The in vitro activities of tigecycline were tested against 831 isolates of the Bacteroides fragilis group representing all of the species within the group. On a weight-to-weight basis (8 microg/ml), tigecycline was more active than clindamycin, minocycline, trovafloxacin, and cefoxitin and less active than imipenem or piperacillin-tazobactam against all isolates of the B Clamoxin 12h 875 Mg Para Que Sirve . fragilis group. Tigecycline geometric mean MICs were statistically higher against B. distasonis than other Bacteroides species (P value of 0.0001).
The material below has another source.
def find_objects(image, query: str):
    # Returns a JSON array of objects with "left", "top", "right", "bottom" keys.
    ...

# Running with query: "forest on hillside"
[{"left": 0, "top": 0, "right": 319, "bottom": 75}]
chloramphenicol 250 mg dogs 2015-12-08

Group A streptococcus (GAS)-induced toxic shock syndrome (TSS) in pregnancy is rare, but its clinical course is fulminant. The mortality rates of mother and fetus are reported to be 58 and 66%, respectively. We report a case of GAS-TSS after cesarean section. A 38-year-old pregnant woman of 38 weeks gestation was admitted to our hospital because of vomiting, fever of 39 degrees C, and continuous abdominal pain with scanty genital bleeding. She had complained of sore throat several days before. One hour after admission, external fetal monitoring revealed periodic pulse deceleration to 90 x beats min(-1). The emergent cesarean section was performed under general anesthesia. Approximately 8 hours after the cesarean section, she developed coma, shock and respiratory insufficiency requiring intubation. Streptococcus pyogens were isolated from her blood sample and the patient met criteria for GAS-TSS. She was treated with antibiotics (penicillin and clindamycin), antithrombin III, recomodulin, catecholamins, and continuous hemodialysis Cefixime Tablets Uses And Side Effects with filtration of toxins. Although the patient recovered and was discharged on 63rd day, the infant died on postpartum day 4. Early recognition and intensive treatment for GAS is recommended in a late stage pregnancy with an episode of sore throat, vomiting, high fever, strong labor pain, and DIC signs.

chloramphenicol capsules 250mg 2017-06-22

The activity of gatifloxacin, a new fluoroquinolone derivative, was compared with the activities of ciprofloxacin, levofloxacin, amoxicillin, amoxicillin-clavulanate, imipenem, clindamycin and metronidazole against 204 anaerobes isolated from clinical specimens, by MIC determination, using the reference agar dilution method. When determining the overall activity against anaerobes, the MIC50/90 (mg/L) values were amoxicillin 16/>64, amoxicillin-clavulanate 0.125/1, imipenem 0.25/0.5, clindamycin 0.5/>256, metronidazole Suprax Generic Cost 1/8, ciprofloxacin 2/32, levofloxacin 1/8 and gatifloxacin 0.5/4. The broad in vitro spectrum of gatifloxacin is promising for the treatment of mixed anaerobic infections, especially those of the respiratory tract, ear, sinus, skin and soft tissues, and bite wounds. These data suggest that gatifloxacin may have a clinical role in the treatment of infections in which anaerobic pathogens are involved.